Core PCE inflation in the United States slowed slightly more than expected in November, easing to 3.2% y/y from a downwardly revised 3.4% y/y in October. Personal consumption was subdued for a second month but without flashing any alarm bells, all of which support the soft landing narrative.
Expectations for Fed rate cuts strengthened on the back of the data and markets are currently pricing in around 155 basis points of cuts by December 2024, widening the gap with FOMC members’ own predicted rate path.
Is inflation dead?
In the absence of any new inflationary threat and clear evidence that the American economy is no longer running on all cylinders, there’s little reason for traders at the moment to be as cautious on the inflation outlook as policymakers are.
Everything points to a slowing economy and an inflation trend that’s firmly headed downwards, so a rate cut as early as March is not that inconceivable. If there is anything that can spoil this optimism, it is an upside surprise in the next jobs report. Weekly jobless claims have been somewhat lower in December compared to November, so a strong payrolls print is possible in next week’s report. But until then, there’s little that’s likely to get in the way of the risk rally.
Global stock rally gathers pace
The S&P 500 closed at a record high on Tuesday and came close to beating its all-time intraday high from January 2022. The Nasdaq 100, meanwhile, climbed further in uncharted territory, closing at a new record peak.
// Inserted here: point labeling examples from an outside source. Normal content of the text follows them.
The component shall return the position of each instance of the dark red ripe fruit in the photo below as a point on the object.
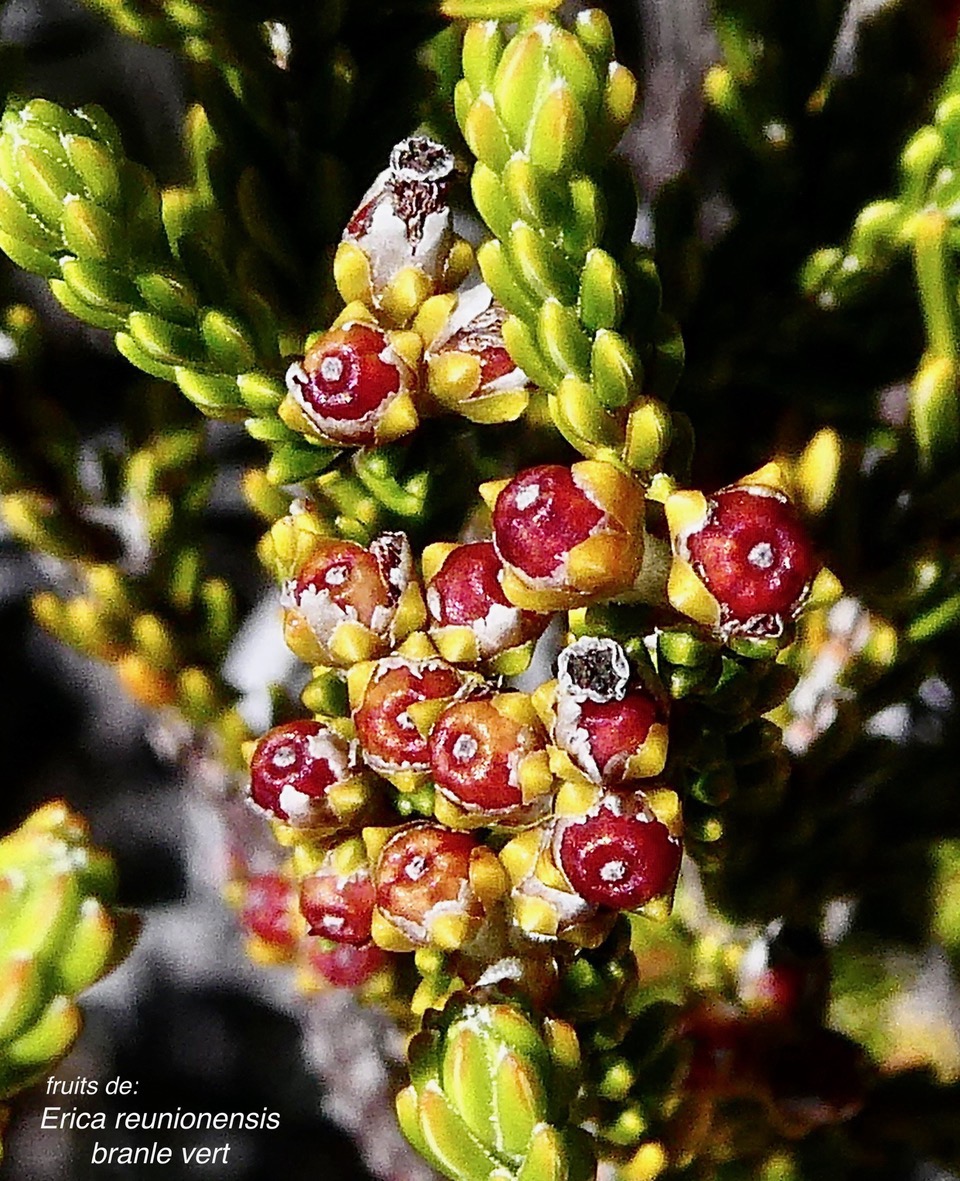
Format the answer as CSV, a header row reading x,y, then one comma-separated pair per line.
x,y
338,909
616,729
539,519
346,966
387,733
619,861
268,909
347,377
283,759
816,1078
420,867
474,751
495,363
720,1049
755,555
350,574
468,585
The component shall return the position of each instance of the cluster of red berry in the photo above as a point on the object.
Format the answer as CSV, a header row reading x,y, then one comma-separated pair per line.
x,y
540,815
The upbeat mood is continuing today in Asia and Europe where many markets are reopening after the long Christmas weekend. Shares in Hong Kong and China are some of the best performers as gaming stocks have rebounded after Beijing stepped in to reassure investors about its plans for new regulatory curbs for the gaming industry following last week’s surprise announcement that triggered a sharp selloff.
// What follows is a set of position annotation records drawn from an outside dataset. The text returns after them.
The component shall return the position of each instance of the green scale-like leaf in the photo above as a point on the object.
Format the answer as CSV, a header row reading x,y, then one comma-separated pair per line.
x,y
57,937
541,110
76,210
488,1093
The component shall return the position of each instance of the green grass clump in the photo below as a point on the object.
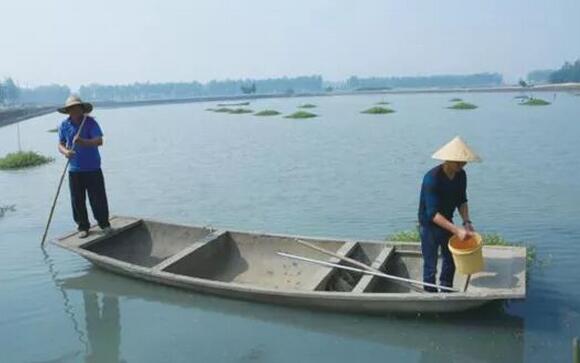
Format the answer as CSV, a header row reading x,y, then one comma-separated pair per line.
x,y
535,102
489,239
463,106
237,111
23,159
301,114
6,208
378,110
222,109
267,113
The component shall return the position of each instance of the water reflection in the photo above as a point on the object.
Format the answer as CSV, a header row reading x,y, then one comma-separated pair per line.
x,y
485,335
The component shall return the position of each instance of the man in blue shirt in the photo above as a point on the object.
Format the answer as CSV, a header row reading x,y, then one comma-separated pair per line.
x,y
444,190
79,139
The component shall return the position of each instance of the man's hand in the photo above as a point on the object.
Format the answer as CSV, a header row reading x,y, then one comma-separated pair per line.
x,y
69,154
463,233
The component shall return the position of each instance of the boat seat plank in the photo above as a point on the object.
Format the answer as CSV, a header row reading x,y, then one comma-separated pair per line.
x,y
321,277
367,281
214,236
118,225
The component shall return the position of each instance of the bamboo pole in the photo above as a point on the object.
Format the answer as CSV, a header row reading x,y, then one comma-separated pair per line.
x,y
380,274
59,187
351,261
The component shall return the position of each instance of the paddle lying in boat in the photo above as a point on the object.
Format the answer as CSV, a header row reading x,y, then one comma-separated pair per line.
x,y
246,266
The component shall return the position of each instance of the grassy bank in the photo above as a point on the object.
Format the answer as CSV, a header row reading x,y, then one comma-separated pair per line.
x,y
301,114
489,239
23,159
378,110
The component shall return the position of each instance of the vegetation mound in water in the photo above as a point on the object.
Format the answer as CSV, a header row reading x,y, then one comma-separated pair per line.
x,y
23,159
301,114
233,104
237,111
535,102
463,106
489,239
378,110
267,113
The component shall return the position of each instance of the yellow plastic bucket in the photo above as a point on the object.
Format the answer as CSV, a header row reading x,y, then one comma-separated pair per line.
x,y
467,254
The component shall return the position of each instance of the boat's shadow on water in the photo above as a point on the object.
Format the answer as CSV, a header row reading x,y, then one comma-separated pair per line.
x,y
486,334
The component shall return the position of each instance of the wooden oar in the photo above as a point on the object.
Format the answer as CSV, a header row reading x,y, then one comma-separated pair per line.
x,y
59,186
380,274
351,261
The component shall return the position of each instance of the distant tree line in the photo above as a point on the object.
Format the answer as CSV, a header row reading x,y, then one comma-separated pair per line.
x,y
471,80
570,72
12,94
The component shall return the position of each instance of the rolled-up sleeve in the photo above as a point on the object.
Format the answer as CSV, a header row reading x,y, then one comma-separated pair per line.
x,y
463,190
432,200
Dollar mixed as yen struggles after BoJ Summary
It was a slightly different picture in FX markets, however, as the major currencies were subdued in thin holiday trade. The US dollar slid to fresh five-month lows against a basket of currencies, as it remained pressured from falling Treasury yields. The euro advanced further above the $1.10 handle, but sterling was slightly softer.
The Japanese yen was also weaker on Wednesday after the Summary of Opinions of the Bank of Japan's December policy meeting did not suggest that a rate hike was imminent. Policymakers appeared split on the need to make an early exit from stimulus. Comments from Governor Ueda on Monday indicated that the Bank is still waiting to see signs of more sustainable wage growth before making any decision.
If it wasn’t for the rate cut wagers for the Fed, the yen would likely be facing a steeper selloff right now. Nevertheless, with the dollar on the backfoot and the BoJ in wait-and-see mode, the yen might manage to hold steady for a while.